Racanaca è maturo per un portafoglio ministeriale. Un punto d'arresto: il suo segretario, il suo cervello vuole abbandonarlo, perché disilluso nella speranza di un facile adulterio. La speranza viene fatta rinascere dalla signora, che desidera che suo marito continui nella carriera degli onori.
L'adulterio matura nel terzo atto. Uno sciopero generale è scoppiato nell'Agro romano; i contadini hanno invaso le terre, ne pretendono la requisizione da parte dello Stato. Laurenzi prepara un successo popolare al ministro, viatico necessario per una probabile presidenza; la requisizione sarà decretata e finirà con l'essere utile specialmente ai proprietari, ai quali assicurerà un reddito sicuro da ogni alea. E, mentre Racanaca discuterà in seduta la disposizione di legge, Laurenzi coglierà il frutto di tanto lavoro, continuato per anni e anni.

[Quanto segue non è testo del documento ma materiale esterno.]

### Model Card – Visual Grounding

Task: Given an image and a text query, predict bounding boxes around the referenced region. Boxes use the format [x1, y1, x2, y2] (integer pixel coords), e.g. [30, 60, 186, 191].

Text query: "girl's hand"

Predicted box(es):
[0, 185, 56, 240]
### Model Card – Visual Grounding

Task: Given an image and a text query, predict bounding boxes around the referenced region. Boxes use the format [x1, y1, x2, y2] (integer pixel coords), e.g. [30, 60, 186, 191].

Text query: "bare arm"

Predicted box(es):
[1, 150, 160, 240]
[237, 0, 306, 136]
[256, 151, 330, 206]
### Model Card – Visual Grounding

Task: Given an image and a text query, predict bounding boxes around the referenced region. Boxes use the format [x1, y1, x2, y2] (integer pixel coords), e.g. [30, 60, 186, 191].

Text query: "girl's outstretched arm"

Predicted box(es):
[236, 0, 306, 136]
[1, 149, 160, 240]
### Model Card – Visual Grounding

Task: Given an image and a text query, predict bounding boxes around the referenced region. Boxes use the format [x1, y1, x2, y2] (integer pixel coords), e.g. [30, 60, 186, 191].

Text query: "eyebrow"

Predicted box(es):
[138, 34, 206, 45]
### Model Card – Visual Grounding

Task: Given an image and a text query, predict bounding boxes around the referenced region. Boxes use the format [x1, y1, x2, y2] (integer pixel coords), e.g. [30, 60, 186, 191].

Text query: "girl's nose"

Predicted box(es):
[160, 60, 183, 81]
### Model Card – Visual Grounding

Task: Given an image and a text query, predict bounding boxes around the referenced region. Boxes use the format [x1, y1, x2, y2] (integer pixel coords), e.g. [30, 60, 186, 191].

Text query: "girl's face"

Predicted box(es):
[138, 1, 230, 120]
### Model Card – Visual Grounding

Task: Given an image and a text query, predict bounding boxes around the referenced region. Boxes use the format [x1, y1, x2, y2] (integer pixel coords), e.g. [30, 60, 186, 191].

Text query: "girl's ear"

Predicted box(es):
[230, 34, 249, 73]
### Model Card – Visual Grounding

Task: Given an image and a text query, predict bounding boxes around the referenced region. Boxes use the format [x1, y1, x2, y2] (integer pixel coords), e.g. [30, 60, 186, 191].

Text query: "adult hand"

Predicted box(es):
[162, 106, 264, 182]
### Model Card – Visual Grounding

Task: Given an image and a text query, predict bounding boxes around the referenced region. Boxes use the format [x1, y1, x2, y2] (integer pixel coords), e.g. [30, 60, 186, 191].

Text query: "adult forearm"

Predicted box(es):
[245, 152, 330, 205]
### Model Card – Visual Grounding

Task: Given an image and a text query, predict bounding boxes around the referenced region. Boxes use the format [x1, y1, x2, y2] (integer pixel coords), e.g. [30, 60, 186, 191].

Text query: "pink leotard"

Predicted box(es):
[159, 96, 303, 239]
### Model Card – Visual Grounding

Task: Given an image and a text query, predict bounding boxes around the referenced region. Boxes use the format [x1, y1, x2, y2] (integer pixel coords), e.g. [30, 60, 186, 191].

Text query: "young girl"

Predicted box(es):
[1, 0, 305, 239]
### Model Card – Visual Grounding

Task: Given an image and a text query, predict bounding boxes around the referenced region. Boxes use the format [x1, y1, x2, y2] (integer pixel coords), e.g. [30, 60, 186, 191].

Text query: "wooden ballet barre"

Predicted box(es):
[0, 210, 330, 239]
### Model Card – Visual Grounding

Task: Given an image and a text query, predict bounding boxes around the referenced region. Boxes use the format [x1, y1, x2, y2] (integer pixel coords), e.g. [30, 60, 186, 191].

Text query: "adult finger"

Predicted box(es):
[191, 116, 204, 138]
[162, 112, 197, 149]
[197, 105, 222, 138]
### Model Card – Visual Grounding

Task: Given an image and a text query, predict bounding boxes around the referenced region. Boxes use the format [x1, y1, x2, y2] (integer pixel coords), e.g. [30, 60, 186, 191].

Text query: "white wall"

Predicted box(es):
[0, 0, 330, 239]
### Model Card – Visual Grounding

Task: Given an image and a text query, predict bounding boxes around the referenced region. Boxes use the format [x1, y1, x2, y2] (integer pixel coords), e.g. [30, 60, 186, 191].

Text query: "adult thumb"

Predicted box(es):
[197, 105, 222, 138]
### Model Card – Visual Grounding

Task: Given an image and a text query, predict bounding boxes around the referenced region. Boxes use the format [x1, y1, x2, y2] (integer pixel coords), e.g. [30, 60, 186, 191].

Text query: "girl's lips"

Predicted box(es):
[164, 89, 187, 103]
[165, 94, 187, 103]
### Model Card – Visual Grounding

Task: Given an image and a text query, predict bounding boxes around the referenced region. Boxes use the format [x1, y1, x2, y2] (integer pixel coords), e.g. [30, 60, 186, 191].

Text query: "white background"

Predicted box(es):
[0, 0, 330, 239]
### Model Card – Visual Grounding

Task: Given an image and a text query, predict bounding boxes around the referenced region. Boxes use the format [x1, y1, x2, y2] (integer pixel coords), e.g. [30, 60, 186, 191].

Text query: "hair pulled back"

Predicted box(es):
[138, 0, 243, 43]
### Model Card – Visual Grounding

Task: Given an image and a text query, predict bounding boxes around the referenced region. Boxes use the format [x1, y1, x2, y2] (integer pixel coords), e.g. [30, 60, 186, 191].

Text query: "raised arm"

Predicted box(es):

La commedia è piaciuta, indubbiamente; la presentazione obiettiva, senza intenti partigiani, dell'ambiente politico, con le sue ipocrisie, con la sua imbecillità costituzionale, ha strappato spesso risate cordiali. Situazioni farsesche? Ma la vita politica è purtroppo farsa il piú delle volte, e tutta Roma non è, da cinquant'anni, che il teatro di una farsa sinistra ai danni della nazione italiana. Una commedia, per rappresentare una vita politica, dovrebbe ambientarsi in Cina o in Persia, secondo la tradizione letteraria delle Lettere di Montesquieu. La vita politica italiana è composta di cuoiai e salsicciai gabbamondo come nel mondo comico d'Aristofane, e rappresentarla porta necessariamente alla farsa.